Clean Hands, Dirty Hands, or Not Involved
Respondent contends the bail should remain forfeited because Surety should have known Quintero was deportable and Ventura County did not act to increase the risk that he would be deported. Just how Surety should have known that Quintero was deportable is not demonstrated. Quintero presented a California driver's license, a social security card, and a resident alien registration card. While these may have been fraudulent documents, there has been no showing that Surety had any reasonable suspicion that Quintero was deportable when it posted the bailbond. If Surety should have known that Quintero was deportable then the Sheriff of Ventura County, who released Quintero on bond, also should be chargeable with knowledge that Quintero was illegally in the United States. We presume that law enforcement officials have greater access to immigration status than does a bondsman. We are convinced that neither Surety nor the sheriff can be faulted. Both were duped into the good faith belief that Quintero was lawfully in the United States. While Quintero may have dirty hands, he is not a party to this action. Surety's and respondent's hands are clean.
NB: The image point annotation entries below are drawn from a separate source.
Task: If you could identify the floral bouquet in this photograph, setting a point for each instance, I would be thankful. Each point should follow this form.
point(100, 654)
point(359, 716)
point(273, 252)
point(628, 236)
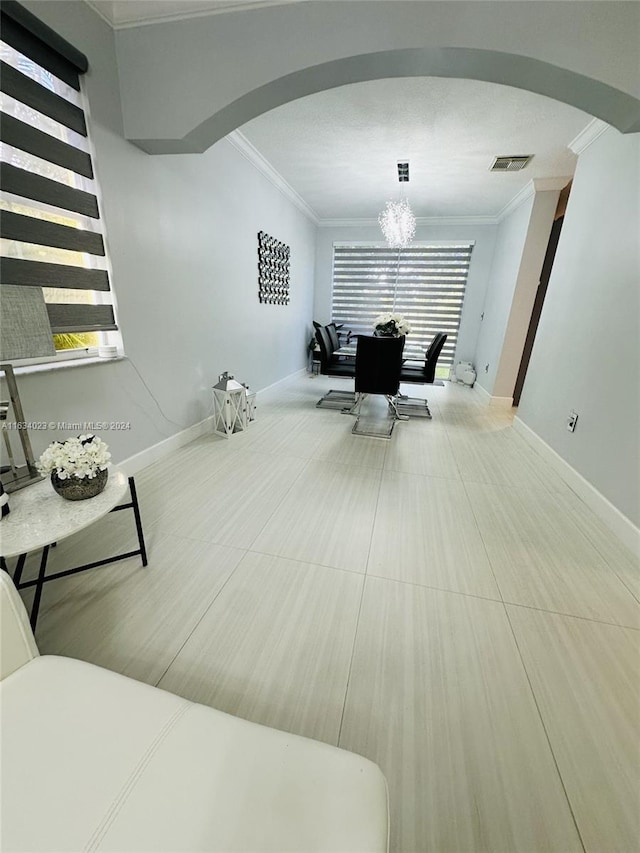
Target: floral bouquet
point(391, 325)
point(83, 457)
Finally, we reject respondent's contention that the bond should remain forfeited because neither Ventura County nor the State of California participated in the deportation. Section 1305, subdivision (d) is not, by its own terms, limited to detention by California civil authorities. (People v. Hadley (1967) 64 Cal.Rptr. 777, 257 Cal.App.2d Supp. 871, 880-881.) Rather, it applies regardless of the jurisdiction in which the defendant is detained. (People v. Pugh, supra, 9 Cal.App.3d at p. 251, 88 Cal.Rptr. 110.)
The order denying appellant's motion to vacate forfeiture is reversed.
1. All undesignated statutory references are to the Penal Code.
2. As the court noted in People v. Pugh (1970) 9 Cal.App.3d 241, 248, 88 Cal.Rptr. 110, this statute creates an exception to the common law rule which required forfeiture if, “after the instrument is executed, the principal is imprisoned in another state for the violation of a criminal law of that state․” (Taylor v. Taintor (1872) 83 U.S. (S.C. 16 Wall. 366-377) 371, 21 L.Ed. 287, 290.)
3. 8 United States Code, section 1182, lists classes of aliens who are, “ineligible to receive visas and ineligible to be admitted to the United States.” (8 U.S.C.A. § 1182, subd. (a).) One such class of aliens is, “any alien convicted of ․ [¶] ․ [¶] (II) a violation of ․ any law or regulation of a State, the United States, or a foreign country relating to a controlled substance (as defined in section 802 of Title 21)․” (8 U.S.C.A. § 1182, subd. (a)(2)(A)(i)(II).)
GILBERT, P.J., and COFFEE, J., concur.